歯周病の治療に抜歯は含まれていますが、必ずしも抜歯するとは限りません。歯科医院では基本的に自分の歯を残す治療方法を優先するからです。

しかし、歯周病の進行具合によっては抜歯をせざるをえない状況も考えられるため、抜歯して放置をせず適切な治療を受けることが大切です。

そこでこの記事では、40代で歯周病にかかった際の抜歯の必要性や抜歯以外の治療方法・抜歯後の治療について解説します。

歯周病治療の知識を深め、医師の診断のもと適切な治療方法を選択しましょう。

40代の歯周病は抜歯が必要?

歯

40代の歯周病は必ずしも抜歯をするわけではありません。基本的にどの歯科医院もなるべく抜かないように治療する方法を選択するでしょう。

しかし、歯周病の進行具合によっては他の元気な歯に影響が出たり、他の病気の原因になったりするため抜歯を選択するケースもあります。

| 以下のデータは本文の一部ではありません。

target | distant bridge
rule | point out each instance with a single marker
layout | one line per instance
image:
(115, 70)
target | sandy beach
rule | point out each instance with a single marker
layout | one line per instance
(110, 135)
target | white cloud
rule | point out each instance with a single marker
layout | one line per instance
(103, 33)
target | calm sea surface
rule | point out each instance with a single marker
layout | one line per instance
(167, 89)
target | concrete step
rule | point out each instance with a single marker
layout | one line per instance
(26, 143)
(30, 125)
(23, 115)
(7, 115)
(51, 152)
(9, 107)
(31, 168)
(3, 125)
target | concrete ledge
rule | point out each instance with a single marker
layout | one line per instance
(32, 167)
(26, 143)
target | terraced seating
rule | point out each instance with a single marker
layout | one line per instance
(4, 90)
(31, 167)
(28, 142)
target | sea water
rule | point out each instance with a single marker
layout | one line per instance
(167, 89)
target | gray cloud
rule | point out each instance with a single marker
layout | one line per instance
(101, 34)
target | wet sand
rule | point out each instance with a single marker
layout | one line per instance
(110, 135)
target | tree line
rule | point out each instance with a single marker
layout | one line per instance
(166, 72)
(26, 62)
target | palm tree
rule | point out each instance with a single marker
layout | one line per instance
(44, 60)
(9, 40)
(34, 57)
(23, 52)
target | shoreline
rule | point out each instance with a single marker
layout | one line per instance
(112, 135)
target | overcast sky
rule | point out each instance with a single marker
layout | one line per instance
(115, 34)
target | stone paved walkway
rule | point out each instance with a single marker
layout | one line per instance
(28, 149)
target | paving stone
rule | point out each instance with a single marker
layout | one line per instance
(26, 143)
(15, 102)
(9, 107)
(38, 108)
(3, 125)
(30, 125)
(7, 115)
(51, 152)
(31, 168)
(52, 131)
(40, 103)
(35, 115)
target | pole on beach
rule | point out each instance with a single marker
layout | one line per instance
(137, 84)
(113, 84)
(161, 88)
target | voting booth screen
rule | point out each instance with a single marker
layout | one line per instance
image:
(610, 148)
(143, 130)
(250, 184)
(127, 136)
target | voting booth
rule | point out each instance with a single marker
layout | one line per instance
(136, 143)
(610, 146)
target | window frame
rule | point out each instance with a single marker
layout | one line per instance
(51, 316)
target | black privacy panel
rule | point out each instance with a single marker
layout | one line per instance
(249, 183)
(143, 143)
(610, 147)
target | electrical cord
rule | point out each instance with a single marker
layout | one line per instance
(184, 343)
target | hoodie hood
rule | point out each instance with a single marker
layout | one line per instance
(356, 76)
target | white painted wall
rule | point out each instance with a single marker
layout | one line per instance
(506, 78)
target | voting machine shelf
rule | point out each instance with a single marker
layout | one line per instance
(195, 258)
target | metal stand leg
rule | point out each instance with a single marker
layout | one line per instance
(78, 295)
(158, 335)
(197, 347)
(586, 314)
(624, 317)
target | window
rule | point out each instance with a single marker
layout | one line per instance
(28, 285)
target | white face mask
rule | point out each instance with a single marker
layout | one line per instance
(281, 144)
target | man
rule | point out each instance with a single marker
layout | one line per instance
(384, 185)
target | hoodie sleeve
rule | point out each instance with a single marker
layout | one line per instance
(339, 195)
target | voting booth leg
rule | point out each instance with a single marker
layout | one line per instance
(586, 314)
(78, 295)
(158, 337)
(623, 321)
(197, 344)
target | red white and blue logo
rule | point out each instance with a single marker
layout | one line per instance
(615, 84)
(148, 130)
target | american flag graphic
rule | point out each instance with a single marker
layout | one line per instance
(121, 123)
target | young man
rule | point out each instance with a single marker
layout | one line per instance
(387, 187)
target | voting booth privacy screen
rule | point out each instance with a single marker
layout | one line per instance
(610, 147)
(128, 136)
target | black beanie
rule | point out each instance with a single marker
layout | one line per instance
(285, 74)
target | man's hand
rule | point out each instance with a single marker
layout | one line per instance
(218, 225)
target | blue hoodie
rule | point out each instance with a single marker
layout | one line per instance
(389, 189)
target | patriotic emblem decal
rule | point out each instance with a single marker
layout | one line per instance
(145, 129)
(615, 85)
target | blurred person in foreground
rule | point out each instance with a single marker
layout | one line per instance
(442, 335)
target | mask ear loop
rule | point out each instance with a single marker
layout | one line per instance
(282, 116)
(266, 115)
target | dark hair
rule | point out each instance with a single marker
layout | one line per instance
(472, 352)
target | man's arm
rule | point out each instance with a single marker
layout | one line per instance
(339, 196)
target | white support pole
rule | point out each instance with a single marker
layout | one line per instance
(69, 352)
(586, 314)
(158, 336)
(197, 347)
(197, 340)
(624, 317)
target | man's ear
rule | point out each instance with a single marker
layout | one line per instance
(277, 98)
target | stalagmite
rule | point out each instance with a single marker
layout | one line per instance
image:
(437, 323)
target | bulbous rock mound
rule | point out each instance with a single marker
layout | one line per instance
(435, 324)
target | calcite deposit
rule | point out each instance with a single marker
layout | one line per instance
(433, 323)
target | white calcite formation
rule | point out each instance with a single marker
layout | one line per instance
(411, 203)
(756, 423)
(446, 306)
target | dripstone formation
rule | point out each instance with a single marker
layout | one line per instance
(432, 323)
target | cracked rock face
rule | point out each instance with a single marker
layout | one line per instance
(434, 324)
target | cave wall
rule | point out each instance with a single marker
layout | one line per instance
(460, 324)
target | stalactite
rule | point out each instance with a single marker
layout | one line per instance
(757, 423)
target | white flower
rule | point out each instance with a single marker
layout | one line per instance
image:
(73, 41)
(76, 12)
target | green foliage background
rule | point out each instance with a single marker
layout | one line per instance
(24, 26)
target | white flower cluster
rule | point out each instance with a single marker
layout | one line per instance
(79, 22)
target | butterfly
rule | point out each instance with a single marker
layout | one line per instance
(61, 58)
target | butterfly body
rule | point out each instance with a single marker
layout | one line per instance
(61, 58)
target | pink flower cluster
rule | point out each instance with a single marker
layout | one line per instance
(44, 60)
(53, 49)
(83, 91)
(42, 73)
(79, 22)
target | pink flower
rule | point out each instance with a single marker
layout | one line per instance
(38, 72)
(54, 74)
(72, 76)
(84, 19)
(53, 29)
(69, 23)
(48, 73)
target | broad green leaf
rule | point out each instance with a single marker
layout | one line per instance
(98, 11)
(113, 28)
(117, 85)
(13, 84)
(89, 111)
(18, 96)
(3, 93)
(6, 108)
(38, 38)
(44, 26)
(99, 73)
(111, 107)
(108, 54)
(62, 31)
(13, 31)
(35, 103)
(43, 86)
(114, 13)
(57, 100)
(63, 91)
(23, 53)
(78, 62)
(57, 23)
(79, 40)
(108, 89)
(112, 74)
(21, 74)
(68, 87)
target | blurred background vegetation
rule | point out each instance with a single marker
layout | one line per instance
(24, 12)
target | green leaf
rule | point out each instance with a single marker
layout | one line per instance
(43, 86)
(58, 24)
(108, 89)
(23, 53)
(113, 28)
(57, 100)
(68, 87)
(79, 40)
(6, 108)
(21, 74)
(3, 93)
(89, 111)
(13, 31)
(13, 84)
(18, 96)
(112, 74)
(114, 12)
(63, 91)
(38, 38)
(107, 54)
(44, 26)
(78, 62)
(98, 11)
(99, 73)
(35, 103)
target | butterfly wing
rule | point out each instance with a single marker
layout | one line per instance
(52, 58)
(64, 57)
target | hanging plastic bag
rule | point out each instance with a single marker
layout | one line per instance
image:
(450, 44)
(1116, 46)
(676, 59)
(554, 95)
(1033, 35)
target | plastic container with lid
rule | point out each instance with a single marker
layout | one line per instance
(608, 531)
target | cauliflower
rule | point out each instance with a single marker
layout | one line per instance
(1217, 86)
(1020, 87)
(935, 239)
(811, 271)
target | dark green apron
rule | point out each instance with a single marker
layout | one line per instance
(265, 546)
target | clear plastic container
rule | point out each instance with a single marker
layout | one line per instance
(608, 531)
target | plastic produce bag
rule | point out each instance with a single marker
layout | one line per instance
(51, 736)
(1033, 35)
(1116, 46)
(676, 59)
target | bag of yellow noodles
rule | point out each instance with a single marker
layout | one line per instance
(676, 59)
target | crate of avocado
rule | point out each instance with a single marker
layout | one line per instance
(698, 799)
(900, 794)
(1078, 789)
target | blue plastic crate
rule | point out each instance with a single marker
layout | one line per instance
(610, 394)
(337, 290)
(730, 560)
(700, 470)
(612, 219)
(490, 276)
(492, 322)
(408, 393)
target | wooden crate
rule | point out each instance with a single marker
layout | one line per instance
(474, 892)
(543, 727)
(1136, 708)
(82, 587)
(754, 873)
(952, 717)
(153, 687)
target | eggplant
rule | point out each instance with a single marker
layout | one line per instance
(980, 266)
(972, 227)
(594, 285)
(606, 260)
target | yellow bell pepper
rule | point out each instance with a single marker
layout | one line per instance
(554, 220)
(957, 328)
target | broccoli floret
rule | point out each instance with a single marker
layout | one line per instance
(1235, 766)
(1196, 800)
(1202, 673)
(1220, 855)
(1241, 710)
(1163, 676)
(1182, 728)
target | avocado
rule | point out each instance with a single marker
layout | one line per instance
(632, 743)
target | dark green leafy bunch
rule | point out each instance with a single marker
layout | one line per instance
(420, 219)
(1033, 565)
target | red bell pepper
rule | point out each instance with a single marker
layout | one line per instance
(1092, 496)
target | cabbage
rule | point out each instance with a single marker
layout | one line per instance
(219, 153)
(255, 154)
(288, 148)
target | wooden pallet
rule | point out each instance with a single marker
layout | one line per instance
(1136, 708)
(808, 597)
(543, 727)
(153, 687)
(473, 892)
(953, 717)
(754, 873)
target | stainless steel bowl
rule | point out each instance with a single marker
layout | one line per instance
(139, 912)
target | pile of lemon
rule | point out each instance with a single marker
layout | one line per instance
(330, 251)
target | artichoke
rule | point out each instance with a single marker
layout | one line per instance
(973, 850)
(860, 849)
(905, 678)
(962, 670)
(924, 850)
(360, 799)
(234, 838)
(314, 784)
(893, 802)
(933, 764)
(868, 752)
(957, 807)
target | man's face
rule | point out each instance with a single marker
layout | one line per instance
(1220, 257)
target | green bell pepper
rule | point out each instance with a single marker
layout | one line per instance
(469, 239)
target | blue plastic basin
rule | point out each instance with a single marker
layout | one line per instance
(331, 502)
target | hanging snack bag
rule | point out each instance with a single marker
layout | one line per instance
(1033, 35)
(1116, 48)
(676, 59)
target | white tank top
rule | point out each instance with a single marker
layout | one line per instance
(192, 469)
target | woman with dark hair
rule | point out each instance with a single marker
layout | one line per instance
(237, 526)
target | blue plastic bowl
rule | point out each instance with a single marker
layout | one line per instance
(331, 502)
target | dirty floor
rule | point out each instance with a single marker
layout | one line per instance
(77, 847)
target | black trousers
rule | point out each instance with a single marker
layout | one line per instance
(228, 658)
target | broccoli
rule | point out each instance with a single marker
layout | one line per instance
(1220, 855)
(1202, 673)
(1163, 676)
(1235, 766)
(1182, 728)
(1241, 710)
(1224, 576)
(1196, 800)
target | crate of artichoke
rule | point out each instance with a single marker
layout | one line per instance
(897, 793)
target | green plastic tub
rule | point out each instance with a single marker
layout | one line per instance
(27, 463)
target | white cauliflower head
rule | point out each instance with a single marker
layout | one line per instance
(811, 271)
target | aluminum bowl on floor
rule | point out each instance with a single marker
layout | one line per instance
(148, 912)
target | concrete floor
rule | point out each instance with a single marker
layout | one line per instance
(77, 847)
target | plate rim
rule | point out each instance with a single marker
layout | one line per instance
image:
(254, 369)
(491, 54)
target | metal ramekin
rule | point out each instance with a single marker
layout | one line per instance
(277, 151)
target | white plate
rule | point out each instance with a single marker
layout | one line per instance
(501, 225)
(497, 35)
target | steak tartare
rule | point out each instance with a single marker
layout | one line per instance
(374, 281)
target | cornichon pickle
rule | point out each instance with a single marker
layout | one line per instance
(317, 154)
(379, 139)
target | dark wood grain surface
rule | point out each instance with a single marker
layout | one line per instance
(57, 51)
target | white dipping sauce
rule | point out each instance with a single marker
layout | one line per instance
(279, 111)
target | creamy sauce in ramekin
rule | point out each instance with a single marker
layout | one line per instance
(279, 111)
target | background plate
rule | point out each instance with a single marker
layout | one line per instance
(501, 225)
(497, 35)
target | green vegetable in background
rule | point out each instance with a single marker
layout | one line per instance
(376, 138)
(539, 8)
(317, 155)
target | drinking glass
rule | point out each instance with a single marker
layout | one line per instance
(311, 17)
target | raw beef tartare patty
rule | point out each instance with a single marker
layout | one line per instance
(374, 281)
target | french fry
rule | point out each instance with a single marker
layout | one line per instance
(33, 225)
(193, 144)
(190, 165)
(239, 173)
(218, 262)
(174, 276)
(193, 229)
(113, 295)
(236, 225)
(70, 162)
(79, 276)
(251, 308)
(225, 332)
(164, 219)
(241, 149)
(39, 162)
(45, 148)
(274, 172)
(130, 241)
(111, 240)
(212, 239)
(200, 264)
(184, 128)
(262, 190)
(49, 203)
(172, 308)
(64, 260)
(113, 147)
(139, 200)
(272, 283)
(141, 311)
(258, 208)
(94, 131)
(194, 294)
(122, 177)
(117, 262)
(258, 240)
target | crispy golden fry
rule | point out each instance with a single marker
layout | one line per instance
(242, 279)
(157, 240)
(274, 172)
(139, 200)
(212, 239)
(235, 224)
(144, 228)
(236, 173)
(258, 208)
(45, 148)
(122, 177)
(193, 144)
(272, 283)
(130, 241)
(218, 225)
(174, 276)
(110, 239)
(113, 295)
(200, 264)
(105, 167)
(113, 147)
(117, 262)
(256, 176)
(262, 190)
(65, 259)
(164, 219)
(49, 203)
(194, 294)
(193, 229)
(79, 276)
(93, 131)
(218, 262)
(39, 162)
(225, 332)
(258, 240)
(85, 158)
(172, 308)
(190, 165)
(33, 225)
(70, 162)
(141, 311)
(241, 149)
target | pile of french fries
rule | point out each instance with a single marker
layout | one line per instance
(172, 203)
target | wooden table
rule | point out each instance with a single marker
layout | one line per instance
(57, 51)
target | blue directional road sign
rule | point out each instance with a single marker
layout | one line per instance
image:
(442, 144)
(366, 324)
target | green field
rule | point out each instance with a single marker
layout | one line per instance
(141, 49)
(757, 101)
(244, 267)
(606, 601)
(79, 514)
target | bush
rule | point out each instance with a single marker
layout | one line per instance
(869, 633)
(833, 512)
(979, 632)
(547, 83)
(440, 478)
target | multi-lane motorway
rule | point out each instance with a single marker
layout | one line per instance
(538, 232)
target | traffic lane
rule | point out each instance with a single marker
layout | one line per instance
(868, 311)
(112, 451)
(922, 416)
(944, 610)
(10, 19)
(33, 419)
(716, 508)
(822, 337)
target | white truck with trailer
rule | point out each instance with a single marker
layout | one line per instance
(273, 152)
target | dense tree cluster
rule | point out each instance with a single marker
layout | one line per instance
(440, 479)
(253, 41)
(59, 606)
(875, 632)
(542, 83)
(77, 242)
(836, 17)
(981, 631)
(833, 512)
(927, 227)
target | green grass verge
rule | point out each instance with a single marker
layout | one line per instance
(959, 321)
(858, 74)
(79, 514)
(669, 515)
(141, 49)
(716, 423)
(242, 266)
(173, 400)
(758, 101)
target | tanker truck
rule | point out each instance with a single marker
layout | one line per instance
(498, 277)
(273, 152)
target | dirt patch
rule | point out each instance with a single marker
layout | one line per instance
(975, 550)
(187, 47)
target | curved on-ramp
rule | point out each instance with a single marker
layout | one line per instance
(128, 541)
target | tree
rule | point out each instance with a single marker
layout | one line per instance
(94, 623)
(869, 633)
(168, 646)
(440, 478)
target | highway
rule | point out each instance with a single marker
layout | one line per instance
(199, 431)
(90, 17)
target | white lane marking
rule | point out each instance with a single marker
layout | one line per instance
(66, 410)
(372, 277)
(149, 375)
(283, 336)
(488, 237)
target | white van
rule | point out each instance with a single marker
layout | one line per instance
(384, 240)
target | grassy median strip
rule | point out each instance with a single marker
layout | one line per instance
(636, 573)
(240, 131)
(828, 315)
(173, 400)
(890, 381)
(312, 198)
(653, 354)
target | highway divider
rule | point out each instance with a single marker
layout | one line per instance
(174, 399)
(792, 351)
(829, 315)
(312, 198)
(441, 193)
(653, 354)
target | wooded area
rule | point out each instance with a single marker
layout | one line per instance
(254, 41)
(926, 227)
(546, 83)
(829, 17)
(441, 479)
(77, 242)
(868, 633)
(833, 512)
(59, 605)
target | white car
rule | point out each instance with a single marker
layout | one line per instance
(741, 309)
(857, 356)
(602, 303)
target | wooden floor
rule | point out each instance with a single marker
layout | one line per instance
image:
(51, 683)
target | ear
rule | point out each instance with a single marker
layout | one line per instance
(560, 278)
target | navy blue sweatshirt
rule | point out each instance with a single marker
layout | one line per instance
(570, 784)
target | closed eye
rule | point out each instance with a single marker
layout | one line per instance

ひどい歯周病になると、隣り合わせの歯の歯周組織を破壊するのが特徴です。そのため、隣の歯に影響が出たり顎全体のバランスが崩れて噛み合わせが悪くなったりします

また、口の中に歯周病の原因菌が増えると、血液や呼吸器内に混入し心筋梗塞や動脈硬化症・肺炎などを引き起こしやすくなるでしょう。

仮に抜歯をした場合は、抜いて終わりではなく入れ歯やインプラントなどの抜いた歯を補う治療が必要です。

さらに重度の歯周病は口の中に歯周病の原因菌が多数存在するため、最も悪い歯を抜いたとしても再び他の歯が歯周病になる可能性があります。

抜歯の有無に関係なく、定期的な歯科検診や歯周病治療を継続して行うことが大切です。

40代の歯周病における抜歯の判断材料は?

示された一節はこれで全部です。